A population based binary space partition

In a recent post I developed some R code to quadrisect the population of Aotearoa New Zealand. At the end of that post I airily suggested

that lurking in here are almost certainly the ingredients for a treemap/quad-tree approach to cartograms

The thought was something like, bisect the population data (by population), then bisect each half, then bisect each quarter and so on. The bisection procedure using weighted medians was thoroughly explored in the earlier post.

Now, as promised, here’s that iterative bisection process, which yields something like a population quadtree. Each leaf of the tree accounts for some power-of-two fraction of the population (in the example below 1/1024th). If we had the location of every individual in the data as a point, the result is roughly what we would get if we were adding those points to a binary space partition data structure.

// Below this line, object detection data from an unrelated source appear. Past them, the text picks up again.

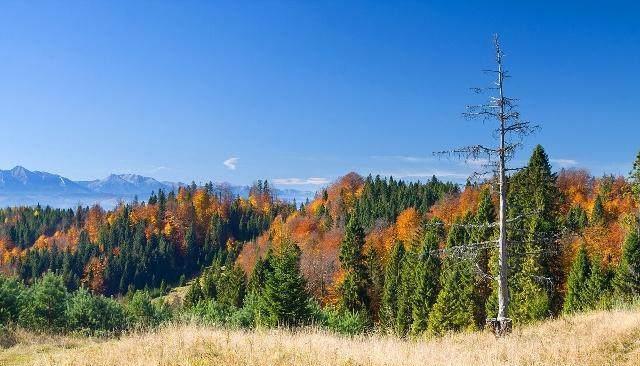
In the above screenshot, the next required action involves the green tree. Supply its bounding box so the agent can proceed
[428,217,478,334]
[508,145,563,322]
[380,242,404,332]
[629,152,640,202]
[258,243,310,327]
[563,245,591,313]
[0,275,25,326]
[184,277,204,307]
[583,258,611,310]
[613,230,640,299]
[20,272,68,332]
[339,215,369,312]
[411,226,441,335]
[591,194,606,225]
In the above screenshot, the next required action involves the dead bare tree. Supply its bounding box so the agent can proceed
[440,35,537,335]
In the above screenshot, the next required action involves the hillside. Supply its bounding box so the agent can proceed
[0,310,640,366]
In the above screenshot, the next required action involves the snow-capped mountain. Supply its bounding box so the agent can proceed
[0,166,314,208]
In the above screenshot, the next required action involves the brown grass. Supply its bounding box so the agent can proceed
[0,310,640,366]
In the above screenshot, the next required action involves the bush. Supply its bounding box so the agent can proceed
[19,272,68,332]
[0,275,25,327]
[125,291,171,329]
[324,309,369,335]
[183,300,235,325]
[66,289,127,335]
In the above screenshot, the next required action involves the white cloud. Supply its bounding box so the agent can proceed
[380,170,471,179]
[551,159,578,168]
[372,155,433,163]
[222,157,240,170]
[273,177,329,186]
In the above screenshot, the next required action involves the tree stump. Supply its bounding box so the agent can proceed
[487,318,513,337]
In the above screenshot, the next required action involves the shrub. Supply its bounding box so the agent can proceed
[125,291,171,329]
[325,309,369,335]
[0,275,25,326]
[19,272,68,332]
[66,289,127,335]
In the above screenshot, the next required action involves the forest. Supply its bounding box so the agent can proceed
[0,146,640,337]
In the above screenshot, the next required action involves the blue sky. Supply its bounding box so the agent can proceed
[0,1,640,192]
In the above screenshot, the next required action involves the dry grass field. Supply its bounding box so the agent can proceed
[0,310,640,366]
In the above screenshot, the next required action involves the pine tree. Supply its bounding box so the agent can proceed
[583,258,610,310]
[411,221,441,335]
[614,230,640,299]
[380,242,404,332]
[184,278,204,307]
[339,215,369,313]
[428,218,478,334]
[629,152,640,202]
[563,245,591,313]
[508,145,563,322]
[591,194,605,225]
[258,243,310,327]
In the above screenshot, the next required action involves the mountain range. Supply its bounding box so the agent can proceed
[0,166,315,208]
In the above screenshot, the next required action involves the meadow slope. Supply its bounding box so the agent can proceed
[0,310,640,365]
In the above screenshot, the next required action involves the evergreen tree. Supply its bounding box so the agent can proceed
[583,254,610,310]
[590,194,605,225]
[508,145,563,322]
[428,218,478,334]
[380,242,404,332]
[258,243,310,326]
[629,152,640,202]
[339,215,369,312]
[184,278,204,307]
[19,272,68,331]
[614,229,640,299]
[411,221,441,335]
[563,245,591,313]
[565,206,589,232]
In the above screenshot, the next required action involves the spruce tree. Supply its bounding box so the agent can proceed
[428,219,477,334]
[258,242,310,327]
[184,278,204,307]
[380,242,404,332]
[613,229,640,300]
[563,245,591,313]
[590,194,605,225]
[411,221,441,335]
[629,152,640,202]
[508,145,563,322]
[339,215,369,313]
[583,258,610,310]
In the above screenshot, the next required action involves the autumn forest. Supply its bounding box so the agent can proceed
[0,146,640,337]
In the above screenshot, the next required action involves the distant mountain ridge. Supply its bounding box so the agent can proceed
[0,166,315,208]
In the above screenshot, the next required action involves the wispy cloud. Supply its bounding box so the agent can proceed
[550,159,578,168]
[222,157,240,170]
[380,170,471,179]
[273,177,330,186]
[147,166,171,174]
[372,155,434,163]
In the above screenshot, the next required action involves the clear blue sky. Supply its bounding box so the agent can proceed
[0,1,640,188]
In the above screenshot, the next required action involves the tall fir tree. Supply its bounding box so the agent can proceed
[507,145,563,322]
[380,242,404,333]
[258,242,310,327]
[411,220,442,335]
[589,194,606,225]
[339,215,369,313]
[563,245,591,313]
[613,229,640,299]
[428,217,477,335]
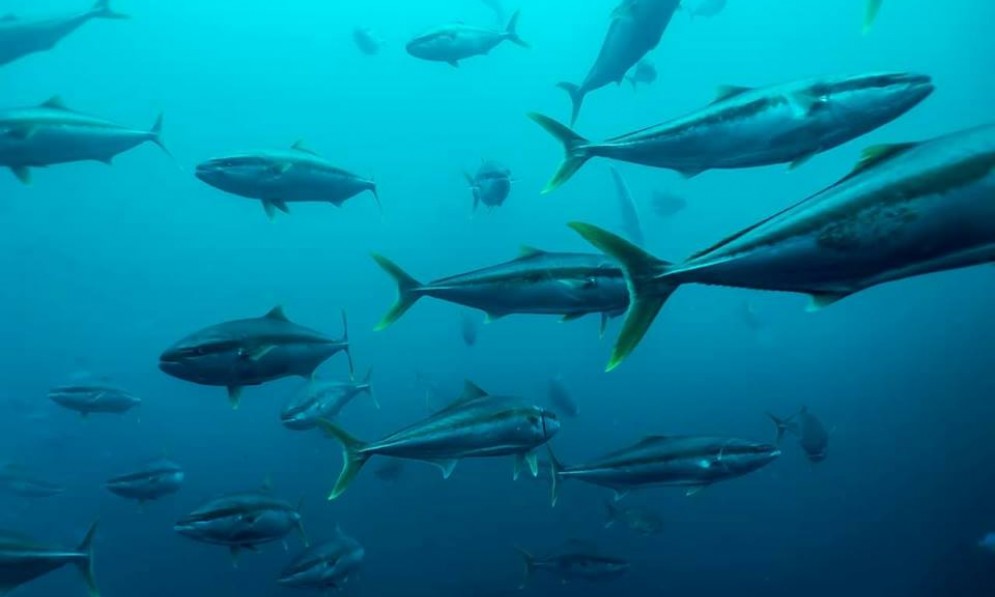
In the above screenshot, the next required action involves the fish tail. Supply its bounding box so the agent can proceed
[504,10,532,48]
[76,522,100,597]
[318,419,370,500]
[570,222,680,371]
[864,0,882,35]
[342,309,356,377]
[529,112,592,195]
[90,0,131,19]
[514,545,535,589]
[373,253,422,331]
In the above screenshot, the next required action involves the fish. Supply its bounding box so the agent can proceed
[104,458,186,504]
[0,523,100,597]
[681,0,726,19]
[548,375,580,417]
[515,545,631,588]
[373,247,628,330]
[460,313,478,346]
[0,96,170,184]
[652,191,688,219]
[406,11,529,67]
[277,525,366,590]
[529,73,934,193]
[319,381,560,500]
[196,141,380,219]
[463,160,511,211]
[625,58,657,89]
[352,27,383,56]
[557,0,681,126]
[767,406,829,462]
[547,435,781,506]
[864,0,884,35]
[159,306,353,408]
[605,500,663,537]
[571,124,995,370]
[0,463,66,498]
[280,369,380,431]
[610,167,646,247]
[173,489,308,566]
[48,380,142,418]
[0,0,129,66]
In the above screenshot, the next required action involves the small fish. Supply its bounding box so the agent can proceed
[767,406,829,462]
[460,313,478,346]
[352,27,383,56]
[0,96,169,184]
[651,191,688,219]
[605,500,663,537]
[529,73,934,193]
[0,0,128,65]
[681,0,726,19]
[159,307,353,408]
[548,375,580,417]
[515,547,631,588]
[280,369,380,431]
[277,526,366,591]
[196,141,380,219]
[173,490,308,566]
[106,458,186,504]
[547,435,781,506]
[407,12,529,66]
[48,381,142,418]
[319,381,560,500]
[625,58,657,89]
[373,247,628,330]
[557,0,680,126]
[0,523,100,597]
[463,161,511,211]
[0,464,66,498]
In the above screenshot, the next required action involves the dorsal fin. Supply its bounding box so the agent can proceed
[712,85,753,104]
[290,140,318,156]
[518,245,546,259]
[263,305,290,323]
[41,95,69,110]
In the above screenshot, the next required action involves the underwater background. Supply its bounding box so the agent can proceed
[0,0,995,597]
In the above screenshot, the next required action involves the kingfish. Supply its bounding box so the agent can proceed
[530,73,933,193]
[571,125,995,370]
[558,0,681,126]
[549,435,781,506]
[0,97,169,184]
[196,141,380,219]
[373,247,628,330]
[319,382,560,500]
[159,307,353,408]
[0,0,128,66]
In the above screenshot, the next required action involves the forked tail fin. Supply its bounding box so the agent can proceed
[570,222,680,371]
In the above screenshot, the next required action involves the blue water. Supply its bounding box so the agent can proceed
[0,0,995,597]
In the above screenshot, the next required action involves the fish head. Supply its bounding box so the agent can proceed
[716,439,781,475]
[195,155,276,193]
[810,73,934,120]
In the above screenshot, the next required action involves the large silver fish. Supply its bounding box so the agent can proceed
[373,247,628,330]
[0,97,169,184]
[550,435,781,506]
[196,141,380,218]
[0,0,128,66]
[159,307,353,408]
[0,524,100,597]
[558,0,681,126]
[530,73,933,193]
[319,382,560,500]
[571,125,995,370]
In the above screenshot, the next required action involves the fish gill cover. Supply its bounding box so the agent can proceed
[0,0,995,597]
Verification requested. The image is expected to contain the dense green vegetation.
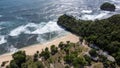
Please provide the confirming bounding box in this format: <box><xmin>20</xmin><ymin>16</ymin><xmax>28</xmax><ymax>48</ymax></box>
<box><xmin>58</xmin><ymin>14</ymin><xmax>120</xmax><ymax>65</ymax></box>
<box><xmin>100</xmin><ymin>2</ymin><xmax>115</xmax><ymax>11</ymax></box>
<box><xmin>1</xmin><ymin>41</ymin><xmax>116</xmax><ymax>68</ymax></box>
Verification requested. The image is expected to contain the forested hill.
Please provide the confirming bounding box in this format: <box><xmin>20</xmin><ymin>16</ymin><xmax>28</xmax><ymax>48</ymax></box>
<box><xmin>58</xmin><ymin>14</ymin><xmax>120</xmax><ymax>65</ymax></box>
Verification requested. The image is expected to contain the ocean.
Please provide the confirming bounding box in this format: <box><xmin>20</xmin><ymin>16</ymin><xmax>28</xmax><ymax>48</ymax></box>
<box><xmin>0</xmin><ymin>0</ymin><xmax>120</xmax><ymax>54</ymax></box>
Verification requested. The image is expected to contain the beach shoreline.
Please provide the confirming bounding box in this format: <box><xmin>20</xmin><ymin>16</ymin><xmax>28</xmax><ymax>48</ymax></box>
<box><xmin>0</xmin><ymin>33</ymin><xmax>79</xmax><ymax>65</ymax></box>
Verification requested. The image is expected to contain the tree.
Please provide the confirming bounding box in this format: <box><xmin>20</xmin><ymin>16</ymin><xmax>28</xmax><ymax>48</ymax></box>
<box><xmin>9</xmin><ymin>60</ymin><xmax>20</xmax><ymax>68</ymax></box>
<box><xmin>11</xmin><ymin>51</ymin><xmax>26</xmax><ymax>67</ymax></box>
<box><xmin>89</xmin><ymin>49</ymin><xmax>97</xmax><ymax>57</ymax></box>
<box><xmin>33</xmin><ymin>53</ymin><xmax>39</xmax><ymax>61</ymax></box>
<box><xmin>50</xmin><ymin>45</ymin><xmax>58</xmax><ymax>55</ymax></box>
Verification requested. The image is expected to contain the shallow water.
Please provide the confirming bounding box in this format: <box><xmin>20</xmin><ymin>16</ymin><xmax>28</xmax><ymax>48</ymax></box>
<box><xmin>0</xmin><ymin>0</ymin><xmax>120</xmax><ymax>54</ymax></box>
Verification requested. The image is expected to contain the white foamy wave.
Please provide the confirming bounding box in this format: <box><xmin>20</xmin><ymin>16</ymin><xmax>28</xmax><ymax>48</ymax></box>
<box><xmin>7</xmin><ymin>45</ymin><xmax>18</xmax><ymax>53</ymax></box>
<box><xmin>0</xmin><ymin>36</ymin><xmax>7</xmax><ymax>44</ymax></box>
<box><xmin>81</xmin><ymin>10</ymin><xmax>92</xmax><ymax>14</ymax></box>
<box><xmin>81</xmin><ymin>11</ymin><xmax>110</xmax><ymax>20</ymax></box>
<box><xmin>112</xmin><ymin>0</ymin><xmax>120</xmax><ymax>3</ymax></box>
<box><xmin>32</xmin><ymin>21</ymin><xmax>63</xmax><ymax>34</ymax></box>
<box><xmin>9</xmin><ymin>21</ymin><xmax>62</xmax><ymax>36</ymax></box>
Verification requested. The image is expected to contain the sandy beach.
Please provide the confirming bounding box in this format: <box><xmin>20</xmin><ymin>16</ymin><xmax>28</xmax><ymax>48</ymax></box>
<box><xmin>0</xmin><ymin>33</ymin><xmax>79</xmax><ymax>65</ymax></box>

It would be nice to do this as a quad-tree where at each step we subdivide the population into 4 more or less equal groups, but that would require allowing the lines subdividing the space to be at arbitrary angles at each step and would demand much more complicated coding than what follows. Sticking to halving the population at each step means we can work with only east-west or north-south bisectors and simplifies matters greatly. I’ll set the more complicated quad-tree approach to one side for now.

As an indication of where we are going, here’s the end result, showing approximately equal population rectangular areas around Christchurch.

Figure 1: A zoomed in map of the Christchurch area.

Preliminaries

As usual, we need some libraries and data.

Code

library(sf)
library(dplyr)
library(stringr)
library(ggplot2)
library(tmap)
library(spatstat)  # for weighted median function
library(data.tree) # to build a tree

pop <- read.csv("nz-pop-grid-250m.csv") |>
  dplyr::filter(x < 2.2e6)
nz <- st_read("nz.gpkg")

1: This is to remove the far-flung Chatham Islands, which in this case detract from the pattern of the quadtree.

A useful helper functions is get_rectangle() to return a sf polygon based on x and y limits.

Code

get_rectangle <- function(xmin, ymin, xmax, ymax) {
  st_polygon(list(matrix(c(xmin, xmin, xmax, xmax, xmin,
                           ymin, ymax, ymax, ymin, ymin), nc = 2)))
}

1: A convenience function to get an sf polygon given x and y limits.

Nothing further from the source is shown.